途中で遭遇した魔物の素材は、討伐した者の判断で自由に扱っていい。ライラ以外は本来個人で運べる量の素材しか回収しておらず、廃棄予定だった分の素材は収納して運べるライラの判断に任せられた。
「私は運んだだけだから、売ったお金はみんなで分けたいんだけど……」
「ライラがいなかったら、埋めるか燃やすだけだったし、気にしなくていいのに」
ノルベルトが防具を外し、果実水を飲みながら足を伸ばして寛ぐ。
村に滞在している間は自由行動が許されていて、帰りの護衛までやることが決まっていない。

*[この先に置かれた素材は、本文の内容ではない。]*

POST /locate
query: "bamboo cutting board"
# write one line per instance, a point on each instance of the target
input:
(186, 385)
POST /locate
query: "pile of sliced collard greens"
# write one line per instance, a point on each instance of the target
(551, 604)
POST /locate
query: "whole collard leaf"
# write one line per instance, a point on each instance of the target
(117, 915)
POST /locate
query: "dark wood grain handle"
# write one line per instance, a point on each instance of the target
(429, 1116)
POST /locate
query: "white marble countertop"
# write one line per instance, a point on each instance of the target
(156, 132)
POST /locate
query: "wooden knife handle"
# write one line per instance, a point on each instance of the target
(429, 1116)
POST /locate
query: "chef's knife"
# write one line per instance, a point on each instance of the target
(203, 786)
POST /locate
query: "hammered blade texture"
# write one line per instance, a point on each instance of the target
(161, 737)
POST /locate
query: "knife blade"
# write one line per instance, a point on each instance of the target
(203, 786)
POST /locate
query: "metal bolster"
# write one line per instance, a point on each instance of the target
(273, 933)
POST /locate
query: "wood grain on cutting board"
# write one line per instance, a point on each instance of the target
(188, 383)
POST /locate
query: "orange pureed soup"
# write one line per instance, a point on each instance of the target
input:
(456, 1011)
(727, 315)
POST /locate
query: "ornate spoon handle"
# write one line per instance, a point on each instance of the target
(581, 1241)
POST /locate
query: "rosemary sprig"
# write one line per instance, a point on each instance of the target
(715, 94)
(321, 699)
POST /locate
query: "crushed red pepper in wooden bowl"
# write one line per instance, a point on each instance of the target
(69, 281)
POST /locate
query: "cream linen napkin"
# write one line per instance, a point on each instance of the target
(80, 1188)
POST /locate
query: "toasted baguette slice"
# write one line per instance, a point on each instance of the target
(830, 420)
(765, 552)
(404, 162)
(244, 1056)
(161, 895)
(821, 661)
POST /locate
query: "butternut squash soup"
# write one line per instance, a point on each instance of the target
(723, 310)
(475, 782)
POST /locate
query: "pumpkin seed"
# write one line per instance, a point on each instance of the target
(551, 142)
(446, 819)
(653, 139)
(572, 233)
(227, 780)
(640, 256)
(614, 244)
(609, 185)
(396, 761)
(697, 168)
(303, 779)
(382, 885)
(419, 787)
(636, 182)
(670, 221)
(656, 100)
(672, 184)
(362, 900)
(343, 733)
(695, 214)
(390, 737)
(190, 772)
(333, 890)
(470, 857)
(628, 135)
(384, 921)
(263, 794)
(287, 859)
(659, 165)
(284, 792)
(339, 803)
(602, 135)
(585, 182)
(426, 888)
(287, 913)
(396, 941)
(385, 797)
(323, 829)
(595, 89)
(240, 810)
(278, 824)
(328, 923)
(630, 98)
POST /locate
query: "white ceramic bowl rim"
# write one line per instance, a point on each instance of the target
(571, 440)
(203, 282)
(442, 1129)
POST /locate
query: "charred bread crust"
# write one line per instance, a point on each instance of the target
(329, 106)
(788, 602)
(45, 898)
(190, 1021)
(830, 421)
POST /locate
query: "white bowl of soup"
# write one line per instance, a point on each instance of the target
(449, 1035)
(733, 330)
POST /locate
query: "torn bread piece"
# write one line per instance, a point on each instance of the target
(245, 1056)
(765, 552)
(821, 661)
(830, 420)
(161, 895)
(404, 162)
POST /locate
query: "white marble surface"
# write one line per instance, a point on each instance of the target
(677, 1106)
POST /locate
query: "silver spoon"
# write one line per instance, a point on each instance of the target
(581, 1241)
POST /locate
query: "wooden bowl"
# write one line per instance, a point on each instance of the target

移動の疲れもあるため、先に宿泊予定の建物へ向かうか相談していると、アーロイが駆け寄ってきた。
アーロイは以前ライラが世話になった時と変わらない、見事な長い金髪を揺らして立ち止まる。
「久しぶりね、ライラ」
長の娘であり、村一番の弓職人でもあるアーロイは、その容姿も村で一番ではと言えるほどの美貌だ。女性らしい上半身と、気の強さが似合う整った顔立ちで、神秘的なのに親しみやすさのある雰囲気も変わっていなかった。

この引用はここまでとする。